Last night, we had just had our first vote on the Pensions Bill, narrowly won by the Government. (The main point of the Pensions Bill is to move both sexes to a state pension age of 66. This will happen over a 5-6 year period and was planned in principle by the former government. The Coalition is bringing forward the plan by two years after having examined the financial implications of the more relaxed timetable and considered the impact in taxation on the future working population.) We were about to embark on the next amendment tabled by Baroness Greengross. This was an important ‘half way house compromise’ to assist those women who will have to work for one or two years longer for their pension and which could have a negative impact on poorer women out of work. I knew Lady Greengross had put an enormous amount of work into getting a sensible compromise that would not be too expensive…the savings over many years would be £2bn rather than the £10bn the Government was aiming for. And I also knew that the Opposition were going to support it if the first amendment was lost and some Lib Dems might also join in. It was important to have it tabled and debated. I had spoken briefly in support of the idea at Committee Stage. http://www.publications.parliament.uk/pa/ld201011/ldhansrd/text/110301-gc0001.htm#11030159000106
The Deputy Speaker Lady Pitkeathley called out ‘Amendment 3, Baroness Greengross’ but we looked round in consternation to find Lady G was not in the Chamber. She’d been there only two minutes earlier so I guessed she must be nearby…the only thing to do was leap up and speak to move the amendment before it was lost. Which I duly did….. the main problem being I could not understand a word of her amendment, which was “Clause 1, page 2, leave out lines 3 to 6 and insert-“, followed by a long list of birthdates from 1953-54. Fortunately Lady Greengross hurried into the Chamber as I was speaking and was able to pick up the threads after I had moved the amendment. A brief debate ensued during which the Clerk (David Beamish, who is soon to become our new Clerk of the Parliaments) passed me a note to point out that whoever moves an amendment must also respond to the Minister. This means responding to the various points made in debate and deciding whether to move to a vote. Lord German, no slouch, had already plotted out the birthdays and found a kink in the graph. He wanted to know why there were kinks. I hadn’t the foggiest idea why there were kinks. Lady Greengross passed me an almost but not quite legible note and I could tell the Chamber was in a mood for a vote….so I called one. The Minister Lord Freud had said his hands were tied by European directive no 79/7 which deals with the progressive implementation of the principle of equal treatment for men and women in matters of social security. It provides that there shall be no discrimination on grounds of sex in relation to the benefits. When the Pensions Act 1995 was passed, the UK legislated to end gender discrimination in the state pension age by April 2020. I thought it wasn’t beyond the wit of the Department of Work and Pensions to come up with a compromise to help these women even if it was not this one in the amendment, but no indication of that was forthcoming.

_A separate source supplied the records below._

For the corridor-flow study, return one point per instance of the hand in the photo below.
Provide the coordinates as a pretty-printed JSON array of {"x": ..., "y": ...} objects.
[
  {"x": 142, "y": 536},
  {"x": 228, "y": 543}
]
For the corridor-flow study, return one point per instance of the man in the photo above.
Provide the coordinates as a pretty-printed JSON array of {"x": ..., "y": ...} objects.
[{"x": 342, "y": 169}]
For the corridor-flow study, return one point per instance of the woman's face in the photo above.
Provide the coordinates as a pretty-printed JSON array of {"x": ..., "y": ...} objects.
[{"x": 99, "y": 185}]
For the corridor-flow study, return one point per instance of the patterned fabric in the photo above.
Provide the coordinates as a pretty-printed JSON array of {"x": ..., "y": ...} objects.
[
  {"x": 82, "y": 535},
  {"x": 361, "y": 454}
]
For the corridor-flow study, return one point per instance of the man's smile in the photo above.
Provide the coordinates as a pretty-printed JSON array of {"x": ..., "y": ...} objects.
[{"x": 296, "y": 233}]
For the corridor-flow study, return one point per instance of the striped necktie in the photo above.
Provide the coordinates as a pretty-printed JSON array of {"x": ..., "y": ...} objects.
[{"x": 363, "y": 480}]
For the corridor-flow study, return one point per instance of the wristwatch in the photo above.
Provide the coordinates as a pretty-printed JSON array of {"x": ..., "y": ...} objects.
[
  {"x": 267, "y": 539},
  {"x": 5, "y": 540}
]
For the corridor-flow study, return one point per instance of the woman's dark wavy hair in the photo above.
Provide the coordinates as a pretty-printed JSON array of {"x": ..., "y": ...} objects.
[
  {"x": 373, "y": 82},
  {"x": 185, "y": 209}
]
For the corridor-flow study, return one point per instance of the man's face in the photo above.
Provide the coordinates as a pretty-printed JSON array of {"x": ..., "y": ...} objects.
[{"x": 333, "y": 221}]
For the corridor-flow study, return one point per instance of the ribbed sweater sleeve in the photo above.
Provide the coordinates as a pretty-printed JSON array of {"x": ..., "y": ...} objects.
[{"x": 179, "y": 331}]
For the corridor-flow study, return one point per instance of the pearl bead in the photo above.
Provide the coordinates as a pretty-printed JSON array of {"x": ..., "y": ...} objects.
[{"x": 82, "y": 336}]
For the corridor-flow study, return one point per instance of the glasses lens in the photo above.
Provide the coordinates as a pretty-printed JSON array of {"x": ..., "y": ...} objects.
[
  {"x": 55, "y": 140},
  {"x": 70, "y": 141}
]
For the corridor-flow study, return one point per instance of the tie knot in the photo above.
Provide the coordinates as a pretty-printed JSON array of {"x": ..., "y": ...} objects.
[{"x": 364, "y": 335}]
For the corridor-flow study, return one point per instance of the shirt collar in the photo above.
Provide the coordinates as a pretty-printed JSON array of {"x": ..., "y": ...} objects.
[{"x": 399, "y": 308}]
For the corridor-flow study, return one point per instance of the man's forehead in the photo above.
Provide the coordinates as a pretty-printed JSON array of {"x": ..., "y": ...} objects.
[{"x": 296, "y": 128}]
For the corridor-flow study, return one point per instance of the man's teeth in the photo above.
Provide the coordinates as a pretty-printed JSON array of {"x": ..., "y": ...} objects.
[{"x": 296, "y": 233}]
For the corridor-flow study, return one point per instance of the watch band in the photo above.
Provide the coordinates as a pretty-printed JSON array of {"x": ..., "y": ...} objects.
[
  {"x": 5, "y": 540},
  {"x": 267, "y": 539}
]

We lost the vote but it was narrow…Contents 203; Not-Contents 215. The debate is at http://www.publications.parliament.uk/pa/ld201011/ldhansrd/text/110330-0001.htm#1103311001222
Lady Greengross and I have been friends for thirty years since she was a campaigner with Age Concern England (now part of AgeUK) and I was a trainee doctor working with older people. She is always very, very busy and is also moving house this week. I was glad to be able to help her out a little.